If you observe the girl's immersion keenly you will know
Between tradition's memory and technology's sorcery
She loves the latter much more.
Between a smartphone's endless inventiveness
And an ancient bangle's fading sheen
A rationalist like her favors the smartphone
And in so doing announces herself as the family rebel.
Some day soon she will part with the bangle
Probably to buy a set of new ear pods or an electric blanket.
Ease is her thing, and it's not suggestive of a moral lapse
Even if it hastens the death of a tradition,
The collapse of an imaginary unbroken chain.
There's no one with her to celebrate or lament
The death of an idea, once conceived in a Delhi duplex
Being laid to rest in remote Berlin
Amid sellers of wonderful beer and makers of great machines.

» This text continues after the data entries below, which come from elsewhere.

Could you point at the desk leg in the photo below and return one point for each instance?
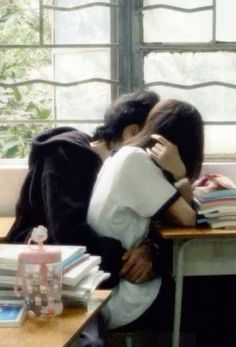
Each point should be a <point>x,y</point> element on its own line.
<point>178,292</point>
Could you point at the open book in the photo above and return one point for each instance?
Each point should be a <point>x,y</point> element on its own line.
<point>9,255</point>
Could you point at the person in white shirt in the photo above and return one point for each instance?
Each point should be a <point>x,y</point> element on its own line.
<point>150,176</point>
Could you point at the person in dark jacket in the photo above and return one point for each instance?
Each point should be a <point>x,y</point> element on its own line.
<point>63,165</point>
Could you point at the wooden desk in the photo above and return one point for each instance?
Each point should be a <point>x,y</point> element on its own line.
<point>198,252</point>
<point>5,224</point>
<point>54,332</point>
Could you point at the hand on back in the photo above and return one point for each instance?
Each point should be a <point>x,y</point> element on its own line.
<point>166,155</point>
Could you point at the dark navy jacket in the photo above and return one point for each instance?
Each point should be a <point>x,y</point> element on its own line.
<point>56,193</point>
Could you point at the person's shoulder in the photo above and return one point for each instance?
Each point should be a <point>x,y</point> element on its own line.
<point>132,151</point>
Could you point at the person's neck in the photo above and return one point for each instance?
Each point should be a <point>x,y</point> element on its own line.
<point>101,149</point>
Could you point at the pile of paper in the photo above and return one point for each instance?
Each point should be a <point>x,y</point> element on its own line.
<point>81,273</point>
<point>216,208</point>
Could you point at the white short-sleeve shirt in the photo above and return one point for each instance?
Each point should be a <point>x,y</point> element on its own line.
<point>129,190</point>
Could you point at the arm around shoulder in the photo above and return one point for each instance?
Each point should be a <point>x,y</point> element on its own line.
<point>181,213</point>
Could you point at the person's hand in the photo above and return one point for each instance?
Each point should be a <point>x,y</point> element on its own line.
<point>137,266</point>
<point>166,154</point>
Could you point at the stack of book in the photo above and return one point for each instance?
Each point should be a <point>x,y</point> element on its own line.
<point>81,273</point>
<point>216,208</point>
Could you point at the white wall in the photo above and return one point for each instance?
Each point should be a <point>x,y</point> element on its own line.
<point>12,176</point>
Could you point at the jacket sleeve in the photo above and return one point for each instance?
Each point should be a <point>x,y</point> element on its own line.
<point>66,186</point>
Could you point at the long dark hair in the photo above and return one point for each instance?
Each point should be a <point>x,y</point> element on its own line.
<point>181,124</point>
<point>129,109</point>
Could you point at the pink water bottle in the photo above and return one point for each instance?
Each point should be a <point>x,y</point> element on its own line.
<point>41,276</point>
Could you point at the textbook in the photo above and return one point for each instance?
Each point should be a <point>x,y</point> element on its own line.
<point>12,313</point>
<point>9,254</point>
<point>87,285</point>
<point>72,277</point>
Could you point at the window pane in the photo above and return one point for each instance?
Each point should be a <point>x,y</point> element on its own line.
<point>225,19</point>
<point>86,128</point>
<point>215,102</point>
<point>220,139</point>
<point>19,17</point>
<point>78,64</point>
<point>165,25</point>
<point>179,3</point>
<point>15,140</point>
<point>87,101</point>
<point>81,26</point>
<point>31,101</point>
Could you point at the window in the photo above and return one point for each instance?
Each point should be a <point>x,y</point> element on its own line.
<point>63,61</point>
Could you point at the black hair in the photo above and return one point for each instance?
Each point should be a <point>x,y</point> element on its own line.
<point>180,123</point>
<point>129,109</point>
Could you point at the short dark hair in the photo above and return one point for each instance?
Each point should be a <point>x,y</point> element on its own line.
<point>129,109</point>
<point>180,123</point>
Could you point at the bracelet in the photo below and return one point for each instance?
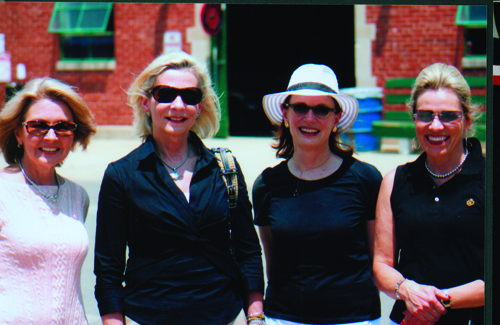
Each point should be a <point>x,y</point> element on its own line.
<point>256,319</point>
<point>446,303</point>
<point>397,288</point>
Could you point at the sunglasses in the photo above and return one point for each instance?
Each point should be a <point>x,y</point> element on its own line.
<point>301,109</point>
<point>61,128</point>
<point>444,117</point>
<point>165,94</point>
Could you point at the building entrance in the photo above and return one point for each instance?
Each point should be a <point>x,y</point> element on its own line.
<point>266,43</point>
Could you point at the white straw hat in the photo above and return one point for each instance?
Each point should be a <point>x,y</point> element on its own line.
<point>312,80</point>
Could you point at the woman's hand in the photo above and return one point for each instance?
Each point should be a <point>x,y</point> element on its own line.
<point>412,320</point>
<point>423,302</point>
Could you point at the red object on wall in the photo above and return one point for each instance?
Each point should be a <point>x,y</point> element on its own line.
<point>211,18</point>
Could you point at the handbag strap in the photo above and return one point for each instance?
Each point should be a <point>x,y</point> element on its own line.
<point>229,174</point>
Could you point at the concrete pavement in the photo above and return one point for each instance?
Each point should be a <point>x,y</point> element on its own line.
<point>253,154</point>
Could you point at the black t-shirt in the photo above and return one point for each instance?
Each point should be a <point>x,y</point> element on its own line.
<point>321,270</point>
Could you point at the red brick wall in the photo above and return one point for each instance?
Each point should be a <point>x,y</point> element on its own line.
<point>409,38</point>
<point>139,29</point>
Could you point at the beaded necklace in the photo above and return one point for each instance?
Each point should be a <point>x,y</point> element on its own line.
<point>51,198</point>
<point>449,173</point>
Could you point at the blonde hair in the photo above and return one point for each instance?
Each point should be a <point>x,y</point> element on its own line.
<point>16,108</point>
<point>440,75</point>
<point>208,123</point>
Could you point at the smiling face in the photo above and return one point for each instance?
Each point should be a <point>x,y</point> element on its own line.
<point>436,138</point>
<point>45,151</point>
<point>173,119</point>
<point>310,131</point>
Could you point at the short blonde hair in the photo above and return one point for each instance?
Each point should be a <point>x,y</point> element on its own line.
<point>440,75</point>
<point>208,123</point>
<point>16,108</point>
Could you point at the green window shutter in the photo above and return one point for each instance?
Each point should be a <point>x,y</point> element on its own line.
<point>80,18</point>
<point>471,16</point>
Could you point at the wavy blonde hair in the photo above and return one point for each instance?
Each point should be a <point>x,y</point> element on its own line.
<point>208,123</point>
<point>14,111</point>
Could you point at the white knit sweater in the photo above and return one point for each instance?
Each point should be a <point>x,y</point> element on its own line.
<point>42,249</point>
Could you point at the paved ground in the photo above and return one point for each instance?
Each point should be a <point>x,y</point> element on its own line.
<point>254,154</point>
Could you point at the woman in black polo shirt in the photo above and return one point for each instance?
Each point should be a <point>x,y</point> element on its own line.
<point>429,247</point>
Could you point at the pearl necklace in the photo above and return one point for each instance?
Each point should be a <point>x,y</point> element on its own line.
<point>51,198</point>
<point>450,173</point>
<point>175,175</point>
<point>296,192</point>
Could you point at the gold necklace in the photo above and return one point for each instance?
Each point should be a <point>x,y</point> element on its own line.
<point>175,175</point>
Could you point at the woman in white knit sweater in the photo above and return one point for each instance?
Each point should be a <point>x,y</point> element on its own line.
<point>43,241</point>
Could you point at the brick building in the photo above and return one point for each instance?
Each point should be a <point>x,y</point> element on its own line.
<point>381,42</point>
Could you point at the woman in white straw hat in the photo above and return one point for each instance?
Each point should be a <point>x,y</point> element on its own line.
<point>316,209</point>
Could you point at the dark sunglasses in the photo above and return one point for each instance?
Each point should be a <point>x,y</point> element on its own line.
<point>165,94</point>
<point>301,109</point>
<point>61,128</point>
<point>444,117</point>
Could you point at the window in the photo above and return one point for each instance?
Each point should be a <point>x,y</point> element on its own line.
<point>473,19</point>
<point>86,33</point>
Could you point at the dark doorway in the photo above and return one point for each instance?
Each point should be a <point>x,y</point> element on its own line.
<point>266,43</point>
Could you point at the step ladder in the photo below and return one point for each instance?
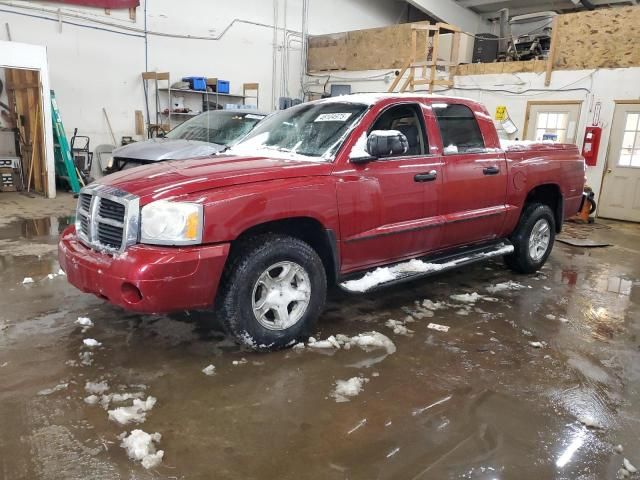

(Tehri, a princely estate of Garhwal region in North India was submerged under the waters of Bhagirathi and Bhilangana rivers in late 1990s to make way for Tehri dam, the highest dam in India.)
Trapezium on a white sheet
Drawn free hand
Buildings half submerged in a river
My friend mimics a dead city's map on a blank page
He gets it all wrong, the shapes and contours
Making obelisks of minarets, flat roofs where slopes existed.
The way a city begins is the same everywhere
Water comes first, potent enough
To make men dream , invent, breed, destroy,
To make a place soar before it begins to fall.
By the river my city was born
By the river it flourished
A farrago of new and old
Of rice fields and rhododendrons
Runners at dawn, drunk men around bonfires at dusk.
Nothing significant about it
Nothing of note you say.
When you remember a dead city
Are you feeling things that others are not in touch with?
Some days memory is just a ruse
Summoning sights mangled by imagination's thick sauce
But as we said water comes first,
Potent enough to breed and destroy
It is where civilizations begin without fanfare
In odd cases it is where cities breathe their last.